Approximate Message Passing for Underdetermined Audio Source Separation
Turab Iqbal, Wenwu Wang

TL;DR
This paper explores the use of approximate message passing algorithms, specifically AMP and VAMP, for separating multiple audio sources from underdetermined mixtures in the time-frequency domain, demonstrating promising artefact suppression.
Contribution
It introduces a block-based AMP approach for audio source separation and evaluates AMP and VAMP algorithms in this context, highlighting their effectiveness.
Findings
AMP and VAMP effectively suppress artefacts
The block-based approach improves separation quality
Algorithms are computationally efficient and converge quickly
Abstract
Approximate message passing (AMP) algorithms have shown great promise in sparse signal reconstruction due to their low computational requirements and fast convergence to an exact solution. Moreover, they provide a probabilistic framework that is often more intuitive than alternatives such as convex optimisation. In this paper, AMP is used for audio source separation from underdetermined instantaneous mixtures.
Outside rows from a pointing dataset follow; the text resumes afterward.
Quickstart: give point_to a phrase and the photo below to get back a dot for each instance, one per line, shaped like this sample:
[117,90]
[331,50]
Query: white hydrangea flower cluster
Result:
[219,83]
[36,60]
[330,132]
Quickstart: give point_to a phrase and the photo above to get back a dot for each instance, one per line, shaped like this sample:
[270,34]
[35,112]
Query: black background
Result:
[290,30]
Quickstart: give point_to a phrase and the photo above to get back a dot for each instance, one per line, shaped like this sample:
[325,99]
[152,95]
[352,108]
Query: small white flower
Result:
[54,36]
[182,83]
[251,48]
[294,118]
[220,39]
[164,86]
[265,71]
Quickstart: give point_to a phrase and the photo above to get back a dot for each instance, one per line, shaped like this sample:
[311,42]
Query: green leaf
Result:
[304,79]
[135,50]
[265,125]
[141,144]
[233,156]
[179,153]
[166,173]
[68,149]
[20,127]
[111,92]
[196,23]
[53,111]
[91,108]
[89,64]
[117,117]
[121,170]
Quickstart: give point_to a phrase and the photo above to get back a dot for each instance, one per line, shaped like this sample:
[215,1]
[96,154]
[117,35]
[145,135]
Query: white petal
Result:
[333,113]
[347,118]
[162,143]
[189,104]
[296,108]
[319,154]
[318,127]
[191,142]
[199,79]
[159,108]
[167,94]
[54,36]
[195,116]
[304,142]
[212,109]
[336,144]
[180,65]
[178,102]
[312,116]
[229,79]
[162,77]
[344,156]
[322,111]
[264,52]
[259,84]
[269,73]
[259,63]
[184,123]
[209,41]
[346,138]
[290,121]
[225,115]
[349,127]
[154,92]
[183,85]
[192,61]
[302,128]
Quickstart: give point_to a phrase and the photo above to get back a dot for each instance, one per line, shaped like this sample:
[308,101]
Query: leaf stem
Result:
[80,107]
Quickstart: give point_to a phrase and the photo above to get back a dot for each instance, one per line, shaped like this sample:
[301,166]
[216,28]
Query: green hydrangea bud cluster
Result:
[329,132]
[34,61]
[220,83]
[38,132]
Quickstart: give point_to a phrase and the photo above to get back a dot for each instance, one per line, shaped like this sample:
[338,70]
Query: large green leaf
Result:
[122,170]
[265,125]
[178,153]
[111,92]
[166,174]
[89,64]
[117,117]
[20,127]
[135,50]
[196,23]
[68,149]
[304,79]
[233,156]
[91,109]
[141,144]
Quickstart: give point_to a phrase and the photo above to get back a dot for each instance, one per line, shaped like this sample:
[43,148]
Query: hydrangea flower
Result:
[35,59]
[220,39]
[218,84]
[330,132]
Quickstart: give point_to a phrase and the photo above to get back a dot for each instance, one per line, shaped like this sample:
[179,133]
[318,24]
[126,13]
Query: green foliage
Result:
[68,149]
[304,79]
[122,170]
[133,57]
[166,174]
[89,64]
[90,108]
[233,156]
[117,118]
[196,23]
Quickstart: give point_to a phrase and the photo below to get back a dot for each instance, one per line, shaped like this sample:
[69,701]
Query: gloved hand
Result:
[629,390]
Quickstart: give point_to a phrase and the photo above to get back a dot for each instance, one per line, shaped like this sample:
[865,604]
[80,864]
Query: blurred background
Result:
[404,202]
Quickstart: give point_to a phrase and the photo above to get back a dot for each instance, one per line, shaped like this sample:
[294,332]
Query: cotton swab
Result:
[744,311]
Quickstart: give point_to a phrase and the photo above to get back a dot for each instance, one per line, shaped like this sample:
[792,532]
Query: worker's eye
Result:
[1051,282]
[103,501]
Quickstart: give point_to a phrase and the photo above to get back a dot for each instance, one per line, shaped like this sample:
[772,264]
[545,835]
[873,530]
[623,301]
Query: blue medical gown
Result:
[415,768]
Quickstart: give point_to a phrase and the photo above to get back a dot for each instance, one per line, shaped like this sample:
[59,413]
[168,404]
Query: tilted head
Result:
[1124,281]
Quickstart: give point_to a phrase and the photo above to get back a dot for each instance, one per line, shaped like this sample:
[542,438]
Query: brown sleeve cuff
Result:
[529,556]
In the time-frequency domain, it is typical to assume a priori that the sources are sparse, so we solve the corresponding sparse linear inverse problem using AMP. We present a block-based approach that uses AMP to process multiple time-frequency points simultaneously. Two algorithms known as AMP and vector AMP (VAMP) are evaluated in particular. Results show that they are promising in terms of artefact suppression.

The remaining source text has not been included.